Какой-то малыш, которого мать тащила за руку, с изумлением уставился на эту огромную старуху, зацепился ногой за ее чемодан, получил подзатыльник и заревел.
– Пора идти, мать, – проговорил Симон, едва сдерживая раздражение. – Приготовь билет.
Узкоплечий Симон ростом был ниже матери; его курносое лицо скрашивал очень высокий лоб.
Старуха наконец сдвинулась с места, заколыхалась ее грудь, заколыхались бедра.
– Если бы твоя жена захотела, – проговорила она, – я могла бы остановиться у вас. Не было бы лишних расходов и не так бы я уставала.
– Но ведь ты сама видела, какая у нас теснота, – ответил Симон Лашом. – Где, по-твоему…
– Ну, понятно, понятно… А только ты меня не разубедишь. Да уж все равно отцу скажу, что ты счастлив и живешь хорошо… О твоей жене упоминать не стану… По правде сказать, не люблю я твою жену.
Симону хотелось крикнуть: «Да я и сам не люблю ее, даже не знаю, почему я на ней женился!..» Толпа со всех сторон стискивала его, тесно прижимала к матери.
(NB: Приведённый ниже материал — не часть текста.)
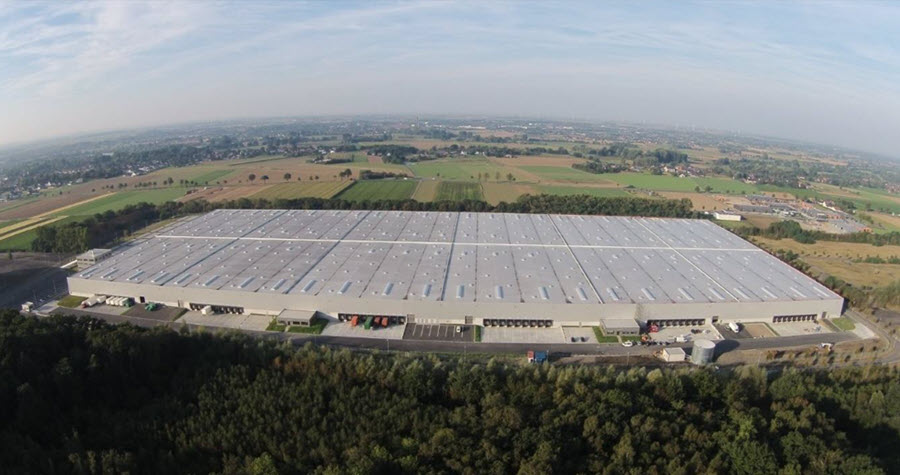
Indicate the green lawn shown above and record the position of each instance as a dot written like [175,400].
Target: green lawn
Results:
[315,327]
[458,191]
[844,324]
[601,338]
[575,190]
[70,301]
[122,199]
[378,190]
[22,241]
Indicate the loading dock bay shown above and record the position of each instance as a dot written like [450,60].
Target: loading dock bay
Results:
[438,332]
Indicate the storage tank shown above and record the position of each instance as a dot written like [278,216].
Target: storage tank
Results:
[703,351]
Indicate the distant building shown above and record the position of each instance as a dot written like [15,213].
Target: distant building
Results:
[726,216]
[673,354]
[91,257]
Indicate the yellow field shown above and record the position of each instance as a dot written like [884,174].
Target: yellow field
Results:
[30,224]
[857,273]
[324,189]
[426,190]
[496,192]
[836,258]
[847,250]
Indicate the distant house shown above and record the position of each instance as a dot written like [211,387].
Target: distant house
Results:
[726,216]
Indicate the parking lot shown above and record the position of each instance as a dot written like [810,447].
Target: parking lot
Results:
[580,334]
[672,334]
[522,335]
[235,321]
[393,332]
[162,314]
[439,332]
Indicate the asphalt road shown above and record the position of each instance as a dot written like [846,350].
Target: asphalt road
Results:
[492,348]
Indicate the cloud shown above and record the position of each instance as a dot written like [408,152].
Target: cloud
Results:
[173,61]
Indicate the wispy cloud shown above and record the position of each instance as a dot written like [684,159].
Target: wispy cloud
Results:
[215,58]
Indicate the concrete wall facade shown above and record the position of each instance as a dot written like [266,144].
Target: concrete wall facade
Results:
[462,312]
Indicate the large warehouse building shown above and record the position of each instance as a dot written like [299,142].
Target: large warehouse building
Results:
[481,268]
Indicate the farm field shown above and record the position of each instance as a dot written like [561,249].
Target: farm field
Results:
[464,170]
[122,199]
[885,222]
[22,241]
[836,258]
[458,191]
[324,189]
[673,183]
[701,201]
[211,176]
[566,175]
[845,250]
[496,192]
[862,197]
[581,190]
[378,190]
[224,193]
[426,190]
Старуха заняла весь проход, где стоял контролер; приподняв подол платья, она неторопливо рылась в кармане нижней юбки, отыскивая билет. Даже ее «воскресный» наряд сохранил запах навоза и прокисшего молока. Симон невольно отодвинулся.
Наконец они вышли на перрон. Паровоз пассажирского поезда тяжело пыхтел, пар из трубы стлался над асфальтом. Окутанная этим теплым белым туманом, мамаша Лашом снова остановилась и сказала:
– И все-таки обидно! Сколько мы жертв ради тебя принесли. Неужели ты не чувствуешь себя счастливым?
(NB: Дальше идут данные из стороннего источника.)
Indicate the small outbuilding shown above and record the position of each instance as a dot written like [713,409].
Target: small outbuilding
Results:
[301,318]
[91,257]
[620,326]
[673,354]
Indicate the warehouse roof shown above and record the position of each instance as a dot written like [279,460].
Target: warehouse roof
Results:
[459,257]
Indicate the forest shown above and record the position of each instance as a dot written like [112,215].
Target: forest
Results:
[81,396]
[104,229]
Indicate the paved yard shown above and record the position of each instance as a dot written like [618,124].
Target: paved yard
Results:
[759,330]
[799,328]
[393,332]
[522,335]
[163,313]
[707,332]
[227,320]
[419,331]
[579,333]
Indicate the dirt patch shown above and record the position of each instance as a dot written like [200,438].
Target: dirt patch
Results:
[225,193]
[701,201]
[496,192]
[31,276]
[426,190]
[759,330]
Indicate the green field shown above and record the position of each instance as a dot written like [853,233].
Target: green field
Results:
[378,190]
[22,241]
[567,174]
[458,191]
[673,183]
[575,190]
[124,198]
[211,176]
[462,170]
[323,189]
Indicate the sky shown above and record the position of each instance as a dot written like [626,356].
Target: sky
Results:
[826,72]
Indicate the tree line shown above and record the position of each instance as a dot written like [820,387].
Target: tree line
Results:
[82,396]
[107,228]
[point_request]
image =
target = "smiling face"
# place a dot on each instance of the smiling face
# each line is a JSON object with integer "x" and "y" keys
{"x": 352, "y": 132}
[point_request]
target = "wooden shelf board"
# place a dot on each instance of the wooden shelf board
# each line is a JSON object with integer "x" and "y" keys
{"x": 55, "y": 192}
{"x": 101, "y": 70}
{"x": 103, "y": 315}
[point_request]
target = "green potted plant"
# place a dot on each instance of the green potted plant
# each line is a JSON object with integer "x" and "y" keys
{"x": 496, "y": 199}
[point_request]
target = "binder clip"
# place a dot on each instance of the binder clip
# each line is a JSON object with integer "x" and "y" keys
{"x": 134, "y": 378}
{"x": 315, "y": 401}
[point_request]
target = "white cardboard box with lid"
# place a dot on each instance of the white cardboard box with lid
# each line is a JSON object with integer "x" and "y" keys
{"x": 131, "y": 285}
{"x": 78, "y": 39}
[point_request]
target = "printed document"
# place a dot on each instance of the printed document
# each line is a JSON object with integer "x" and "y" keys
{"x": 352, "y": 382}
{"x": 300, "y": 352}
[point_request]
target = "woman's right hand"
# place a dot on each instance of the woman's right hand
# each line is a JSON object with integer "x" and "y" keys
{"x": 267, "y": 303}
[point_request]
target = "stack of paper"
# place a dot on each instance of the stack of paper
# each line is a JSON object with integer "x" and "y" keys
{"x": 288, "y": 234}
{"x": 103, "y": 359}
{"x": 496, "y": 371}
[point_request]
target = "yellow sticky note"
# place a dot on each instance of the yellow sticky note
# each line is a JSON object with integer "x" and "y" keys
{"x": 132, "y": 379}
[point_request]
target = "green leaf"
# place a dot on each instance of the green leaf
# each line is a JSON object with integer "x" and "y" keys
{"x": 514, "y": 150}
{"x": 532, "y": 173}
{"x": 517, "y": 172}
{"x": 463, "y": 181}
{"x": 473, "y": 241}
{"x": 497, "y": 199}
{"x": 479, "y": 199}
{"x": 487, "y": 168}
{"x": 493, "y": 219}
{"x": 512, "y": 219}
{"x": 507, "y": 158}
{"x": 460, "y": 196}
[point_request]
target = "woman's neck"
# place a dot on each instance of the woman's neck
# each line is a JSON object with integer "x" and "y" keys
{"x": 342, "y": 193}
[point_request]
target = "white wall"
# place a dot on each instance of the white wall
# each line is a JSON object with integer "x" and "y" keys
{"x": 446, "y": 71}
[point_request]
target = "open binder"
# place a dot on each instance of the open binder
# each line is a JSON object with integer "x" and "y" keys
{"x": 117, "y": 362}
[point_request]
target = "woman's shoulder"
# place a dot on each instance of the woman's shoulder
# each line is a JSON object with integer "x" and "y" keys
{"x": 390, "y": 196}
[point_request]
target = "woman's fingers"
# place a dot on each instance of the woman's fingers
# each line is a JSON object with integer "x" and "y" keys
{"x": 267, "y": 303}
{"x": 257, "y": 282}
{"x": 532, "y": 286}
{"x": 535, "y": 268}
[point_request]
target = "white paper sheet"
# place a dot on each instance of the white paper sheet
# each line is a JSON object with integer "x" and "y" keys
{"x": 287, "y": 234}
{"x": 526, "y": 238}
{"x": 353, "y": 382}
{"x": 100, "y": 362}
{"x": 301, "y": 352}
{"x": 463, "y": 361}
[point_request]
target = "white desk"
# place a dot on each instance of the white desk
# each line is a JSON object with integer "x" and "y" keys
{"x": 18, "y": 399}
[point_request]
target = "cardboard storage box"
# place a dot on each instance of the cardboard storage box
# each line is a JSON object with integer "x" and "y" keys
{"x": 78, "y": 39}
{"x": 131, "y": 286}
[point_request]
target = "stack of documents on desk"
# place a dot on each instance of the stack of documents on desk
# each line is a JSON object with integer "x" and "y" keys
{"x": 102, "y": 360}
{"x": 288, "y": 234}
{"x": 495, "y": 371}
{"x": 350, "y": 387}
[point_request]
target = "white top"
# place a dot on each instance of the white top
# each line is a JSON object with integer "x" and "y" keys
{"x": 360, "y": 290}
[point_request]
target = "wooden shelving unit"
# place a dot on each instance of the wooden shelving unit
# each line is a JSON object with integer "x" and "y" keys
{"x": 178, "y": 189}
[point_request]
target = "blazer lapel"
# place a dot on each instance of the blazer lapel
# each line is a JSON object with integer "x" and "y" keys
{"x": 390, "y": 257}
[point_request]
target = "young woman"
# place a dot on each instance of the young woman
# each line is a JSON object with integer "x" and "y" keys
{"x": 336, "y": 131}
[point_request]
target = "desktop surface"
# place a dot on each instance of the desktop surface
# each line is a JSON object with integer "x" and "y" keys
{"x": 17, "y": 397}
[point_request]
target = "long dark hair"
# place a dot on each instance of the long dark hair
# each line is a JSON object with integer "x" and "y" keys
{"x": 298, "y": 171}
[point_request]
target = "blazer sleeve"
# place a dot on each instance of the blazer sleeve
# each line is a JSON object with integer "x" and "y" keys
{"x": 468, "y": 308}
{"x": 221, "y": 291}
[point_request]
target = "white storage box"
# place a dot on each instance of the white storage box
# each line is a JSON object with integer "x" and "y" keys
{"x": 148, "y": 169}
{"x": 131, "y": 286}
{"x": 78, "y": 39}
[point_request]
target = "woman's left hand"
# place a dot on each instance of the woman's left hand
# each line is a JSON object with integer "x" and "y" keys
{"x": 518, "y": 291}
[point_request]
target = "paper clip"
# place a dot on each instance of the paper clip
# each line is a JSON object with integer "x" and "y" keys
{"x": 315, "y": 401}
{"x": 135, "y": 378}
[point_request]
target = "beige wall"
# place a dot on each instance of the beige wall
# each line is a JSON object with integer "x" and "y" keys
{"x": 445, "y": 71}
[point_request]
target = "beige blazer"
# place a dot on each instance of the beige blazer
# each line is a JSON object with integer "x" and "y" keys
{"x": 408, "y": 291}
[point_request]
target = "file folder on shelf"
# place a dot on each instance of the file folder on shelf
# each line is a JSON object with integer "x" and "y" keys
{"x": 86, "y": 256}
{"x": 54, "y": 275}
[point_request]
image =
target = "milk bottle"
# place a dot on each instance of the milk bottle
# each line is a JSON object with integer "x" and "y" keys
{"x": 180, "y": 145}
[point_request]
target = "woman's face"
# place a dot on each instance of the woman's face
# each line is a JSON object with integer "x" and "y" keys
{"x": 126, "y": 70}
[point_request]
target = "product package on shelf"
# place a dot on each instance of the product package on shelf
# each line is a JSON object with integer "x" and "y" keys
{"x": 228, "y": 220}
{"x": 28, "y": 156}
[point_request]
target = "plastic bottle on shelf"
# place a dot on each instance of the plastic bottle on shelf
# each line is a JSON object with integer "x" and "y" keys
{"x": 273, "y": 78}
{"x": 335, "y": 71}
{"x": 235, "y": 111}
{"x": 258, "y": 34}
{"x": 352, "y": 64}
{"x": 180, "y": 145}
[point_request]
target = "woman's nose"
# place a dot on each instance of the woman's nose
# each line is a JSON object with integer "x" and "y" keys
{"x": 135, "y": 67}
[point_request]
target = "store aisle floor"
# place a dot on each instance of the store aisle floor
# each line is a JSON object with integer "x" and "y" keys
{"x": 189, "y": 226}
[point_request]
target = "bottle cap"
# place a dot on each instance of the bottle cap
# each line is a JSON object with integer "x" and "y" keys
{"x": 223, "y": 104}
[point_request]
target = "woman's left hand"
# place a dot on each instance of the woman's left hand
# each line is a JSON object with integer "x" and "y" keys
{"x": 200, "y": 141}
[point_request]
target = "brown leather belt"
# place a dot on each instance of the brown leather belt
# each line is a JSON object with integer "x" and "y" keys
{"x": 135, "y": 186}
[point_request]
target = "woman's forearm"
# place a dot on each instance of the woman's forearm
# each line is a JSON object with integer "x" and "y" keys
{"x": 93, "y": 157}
– Я вам сто раз говорил, что вы не шли ради меня ни на какие жертвы! – вспылил Симон. – Учился я на грошовую стипендию и чуть не подыхал с голоду. Ведь вы за всю мою жизнь не дали мне ни одного су… Впрочем, нет: когда я уходил на военную службу, отец с важным видом вручил мне пятифранковую монету… И это все… Даже во время войны ты ни разу не прислала мне посылку…
– А как знать-то было наверняка, дойдет ли посылка? Тебя ведь могли убить, что тогда? Пропадай, значит, посылка?
Симон покачал лобастой головой. Гнев его стихал, натыкаясь на эту вязкую, непроницаемую, извечную преграду. Стоит ли говорить? Запах смазочного масла, дыма и сажи, вырывавшейся из паровозной трубы, еще более ощутимый запах прокисшего молока, тяжесть чемодана, топот спешивших людей, вид этой старухи, доводившейся ему матерью, чувство собственного унижения, оттого что он снова дал втянуть себя в бессмысленный, бесконечный спор, – все было ему противно. А холод, пронизавший его на улице, точно тисками, сжимал виски.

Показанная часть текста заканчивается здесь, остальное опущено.